Wednesday, July 25, 2007
China and terror
Economics professor M. Shahid Alam of Northeastern University draws an interesting parallel between Chinese resistance during the Second Opium War and modern-day Islamic “terrorists”. His historical point of reference is an article written by Friedrich Engels, co-author with Karl Marx of the Communist Manifesto. (Counterpunch: “Islam Now, China Then”)
Muslims are accused of insanity, brutal indiscriminate violence and suicide attacks against innocent civilians. Well, argues Alam, “a little history is connecting Islam today to China in the middle of the nineteenth century”. In May 1857 during the Second Opium War, Engels had an article published in the New York Daily Tribune.
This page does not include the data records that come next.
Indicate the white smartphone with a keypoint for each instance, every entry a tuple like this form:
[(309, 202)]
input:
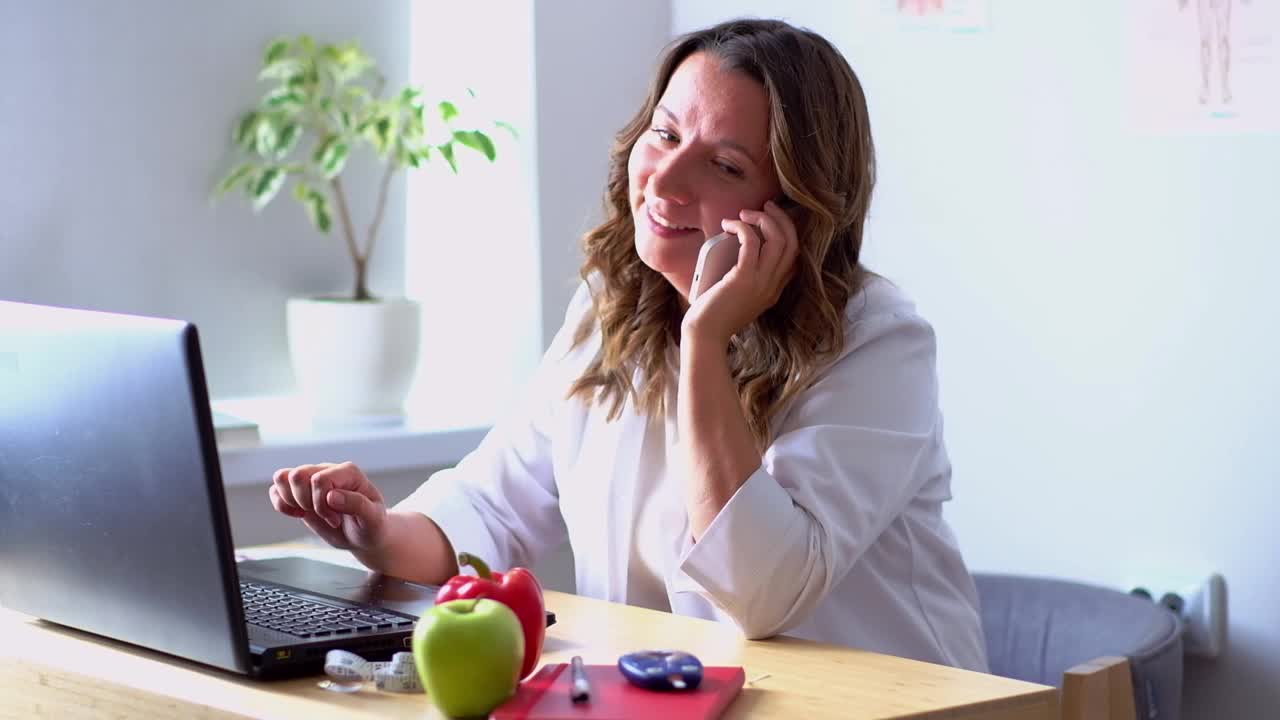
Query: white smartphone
[(714, 260)]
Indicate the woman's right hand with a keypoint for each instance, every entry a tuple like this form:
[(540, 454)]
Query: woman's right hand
[(336, 501)]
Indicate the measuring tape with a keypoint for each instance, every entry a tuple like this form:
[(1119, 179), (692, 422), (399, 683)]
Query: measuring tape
[(348, 673)]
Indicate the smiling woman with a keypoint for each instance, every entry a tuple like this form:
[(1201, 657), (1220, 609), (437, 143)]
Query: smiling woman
[(769, 455)]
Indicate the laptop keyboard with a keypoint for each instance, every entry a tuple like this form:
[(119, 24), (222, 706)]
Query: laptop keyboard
[(269, 606)]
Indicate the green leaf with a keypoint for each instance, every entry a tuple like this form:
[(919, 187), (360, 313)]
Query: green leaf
[(447, 153), (476, 140), (356, 92), (318, 209), (266, 186), (383, 130), (316, 205), (265, 136), (282, 69), (507, 127), (275, 50), (284, 98), (233, 178), (246, 131), (287, 140)]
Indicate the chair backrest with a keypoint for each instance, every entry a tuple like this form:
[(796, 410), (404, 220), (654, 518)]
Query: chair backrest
[(1040, 628)]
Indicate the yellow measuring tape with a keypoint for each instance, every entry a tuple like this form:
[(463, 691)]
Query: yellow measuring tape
[(348, 673)]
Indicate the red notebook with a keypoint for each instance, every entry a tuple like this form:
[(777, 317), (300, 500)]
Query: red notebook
[(545, 696)]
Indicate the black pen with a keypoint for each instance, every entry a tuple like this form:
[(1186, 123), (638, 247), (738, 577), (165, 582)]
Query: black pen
[(581, 689)]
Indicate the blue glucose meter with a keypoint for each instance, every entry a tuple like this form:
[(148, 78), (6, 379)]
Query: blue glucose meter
[(662, 670)]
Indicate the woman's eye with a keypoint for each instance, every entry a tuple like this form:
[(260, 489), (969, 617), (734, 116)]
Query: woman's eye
[(664, 135)]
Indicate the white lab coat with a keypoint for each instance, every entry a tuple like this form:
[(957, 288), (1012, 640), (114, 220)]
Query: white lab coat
[(837, 537)]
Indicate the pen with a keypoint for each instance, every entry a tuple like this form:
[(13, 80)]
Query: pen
[(580, 691)]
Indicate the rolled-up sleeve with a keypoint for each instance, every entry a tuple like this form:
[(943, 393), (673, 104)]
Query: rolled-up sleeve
[(848, 459), (501, 501)]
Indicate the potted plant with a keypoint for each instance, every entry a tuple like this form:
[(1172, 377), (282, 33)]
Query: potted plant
[(324, 103)]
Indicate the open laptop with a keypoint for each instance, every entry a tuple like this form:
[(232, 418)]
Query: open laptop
[(113, 516)]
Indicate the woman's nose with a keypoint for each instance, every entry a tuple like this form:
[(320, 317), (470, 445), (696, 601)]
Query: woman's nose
[(670, 180)]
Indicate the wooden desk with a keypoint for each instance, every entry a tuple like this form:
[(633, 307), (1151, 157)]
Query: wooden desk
[(51, 671)]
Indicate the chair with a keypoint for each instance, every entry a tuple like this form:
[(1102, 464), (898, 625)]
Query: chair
[(1115, 656)]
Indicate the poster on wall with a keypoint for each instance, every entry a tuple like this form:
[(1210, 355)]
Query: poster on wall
[(1205, 67), (945, 16)]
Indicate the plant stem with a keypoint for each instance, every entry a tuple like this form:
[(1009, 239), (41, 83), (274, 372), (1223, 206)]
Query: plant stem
[(348, 232), (378, 213)]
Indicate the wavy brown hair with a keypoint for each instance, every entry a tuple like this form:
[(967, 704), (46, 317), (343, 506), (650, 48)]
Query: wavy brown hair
[(821, 146)]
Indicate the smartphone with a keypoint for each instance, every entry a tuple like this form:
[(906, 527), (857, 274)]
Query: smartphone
[(714, 260)]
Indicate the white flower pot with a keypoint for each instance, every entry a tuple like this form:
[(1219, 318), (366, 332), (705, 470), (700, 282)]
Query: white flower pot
[(353, 361)]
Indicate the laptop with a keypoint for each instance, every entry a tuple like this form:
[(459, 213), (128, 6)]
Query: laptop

The Chinese, he describes, were fighting back with every possible means at their disposal against the colonial invaders, poisoning the bread of Europeans in Hong Kong, massacring crews and passengers on trading vessels, coolies fighting till the end in a show of “fanaticism”.
“European statesmen and newspapers fulminated endlessly about Chinese barbarity, calling their attacks “cowardly, barbarous, atrocious”. The Europeans too called for more wars, endless wars, till China could be subdued, totally.” Engels quickly unearthed the root cause of this barbarism: the source of this “universal outbreak of all Chinese against all foreigners was the piratical policy of the British government.” The Chinese could not match the military power of the Western countries, so they used asymmetrical warfare, targeting the West's weak points – just like today's Islamic “terrorists” are doing. The Muslims are also waging a popular war “for dignity and sovereignty”. Ultimately the West didn't succeed in splintering China into a hundred fiefdoms. Today, China is a peaceful, rising power. The West today is indeed still succeeding in splintering the Muslim world into a hundred fiefdoms – and the Muslim peoples are fighting back, with everything they have, including terror.
How to win the war on terror? Eliminate the root cause: the foreign policy of American imperialism and its followers.
Shahid Alam has also published a new book: “Challenging the New Orientalism: Dissenting Essays on the "War Against Islam".